Слух о кончине государя уже разлетелся по городу, и люди, близкие Павлу, съезжались на панихиду. Пажи, камер-юнкера, камергеры, священники осторожно входили и проскальзывали по коридорам, опасаясь одновременно и остаться, и уехать, и желая проститься с императором, и боясь, что их заметят и сочтут сопричастными.
Зато участники полуночного рейда говорили, кричали за всех. Яшвиль, Скарятин, Татаринов, Бибиков, Мансуров и прочие, прочие — все, кого привёл в спальню Павла Петровича генерал Бенингсен.
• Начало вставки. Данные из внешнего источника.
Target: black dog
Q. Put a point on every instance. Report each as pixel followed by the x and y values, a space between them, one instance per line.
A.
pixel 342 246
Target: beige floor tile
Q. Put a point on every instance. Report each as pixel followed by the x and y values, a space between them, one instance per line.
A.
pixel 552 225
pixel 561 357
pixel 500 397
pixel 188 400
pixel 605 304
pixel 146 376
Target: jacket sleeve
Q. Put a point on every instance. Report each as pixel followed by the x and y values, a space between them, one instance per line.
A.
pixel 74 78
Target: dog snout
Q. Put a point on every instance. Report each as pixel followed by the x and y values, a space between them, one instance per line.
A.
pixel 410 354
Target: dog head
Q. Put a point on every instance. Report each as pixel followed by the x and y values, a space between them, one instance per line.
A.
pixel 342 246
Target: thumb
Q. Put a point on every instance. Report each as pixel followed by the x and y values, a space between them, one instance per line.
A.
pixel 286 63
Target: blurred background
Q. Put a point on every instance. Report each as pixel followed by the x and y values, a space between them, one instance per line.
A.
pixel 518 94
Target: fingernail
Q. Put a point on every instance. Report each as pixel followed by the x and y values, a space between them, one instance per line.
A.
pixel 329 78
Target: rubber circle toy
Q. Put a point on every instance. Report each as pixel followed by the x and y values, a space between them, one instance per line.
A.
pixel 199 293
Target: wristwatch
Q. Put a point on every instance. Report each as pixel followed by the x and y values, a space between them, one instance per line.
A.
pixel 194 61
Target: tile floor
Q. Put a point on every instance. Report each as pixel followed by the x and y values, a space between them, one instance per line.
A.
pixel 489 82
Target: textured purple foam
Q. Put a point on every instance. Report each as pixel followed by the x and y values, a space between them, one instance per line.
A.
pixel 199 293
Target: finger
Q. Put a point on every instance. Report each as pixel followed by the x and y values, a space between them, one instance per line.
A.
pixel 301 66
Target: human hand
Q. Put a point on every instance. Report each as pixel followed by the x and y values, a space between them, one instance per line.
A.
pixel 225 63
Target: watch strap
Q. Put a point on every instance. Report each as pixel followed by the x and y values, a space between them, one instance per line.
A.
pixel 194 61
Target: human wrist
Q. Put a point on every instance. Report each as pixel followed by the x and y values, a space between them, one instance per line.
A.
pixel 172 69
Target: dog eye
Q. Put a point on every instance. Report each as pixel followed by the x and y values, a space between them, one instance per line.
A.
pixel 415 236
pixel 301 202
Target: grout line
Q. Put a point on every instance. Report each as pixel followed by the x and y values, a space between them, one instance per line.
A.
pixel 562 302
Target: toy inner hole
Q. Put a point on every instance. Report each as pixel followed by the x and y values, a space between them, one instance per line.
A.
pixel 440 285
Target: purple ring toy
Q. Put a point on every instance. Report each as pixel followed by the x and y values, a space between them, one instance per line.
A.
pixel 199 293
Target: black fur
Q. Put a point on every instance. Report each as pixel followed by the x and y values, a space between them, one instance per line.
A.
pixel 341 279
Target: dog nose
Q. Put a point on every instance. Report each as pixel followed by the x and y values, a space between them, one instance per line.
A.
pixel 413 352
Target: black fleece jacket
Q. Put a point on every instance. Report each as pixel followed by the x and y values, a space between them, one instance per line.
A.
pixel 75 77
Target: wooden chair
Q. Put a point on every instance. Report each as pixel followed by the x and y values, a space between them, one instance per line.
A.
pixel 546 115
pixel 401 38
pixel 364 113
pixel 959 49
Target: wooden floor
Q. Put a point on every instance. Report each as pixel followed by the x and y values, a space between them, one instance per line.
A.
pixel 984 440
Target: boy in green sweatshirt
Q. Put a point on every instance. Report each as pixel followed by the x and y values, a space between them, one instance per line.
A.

Они были возбуждены и выпитым вином, и содеянным делом, видели по колено себе рвы замка, Фонтанку, Неву и всё Балтийское море.
В самом центре зала, упрямо расставив большие ноги, стоял Николай Зубов. Брат последнего фаворита Екатерины, брат знаменитого генерала. Платон и Валериан тоже тянули заговор. Но Николай в тройке родственников был коренным.
За полтора года до приступа к Михайловскому он ездил с тайным разговором к тестю. Жена Зубова Наталья Александровна была урождённая Суворова, «суворочка», дочь фельдмаршала, генералиссимуса, графа, светлейшего князя. Петербургские заговорщики предполагали, что опальному полководцу стоит только промолвить, и вся русская армия послушно двинется на столицу. В том же, что он захочет нужное слово сказать, конспираторы не сомневались. Знали, как крепко обижен Суворов на императора, что так резко и грубо отставил его от любимого дела.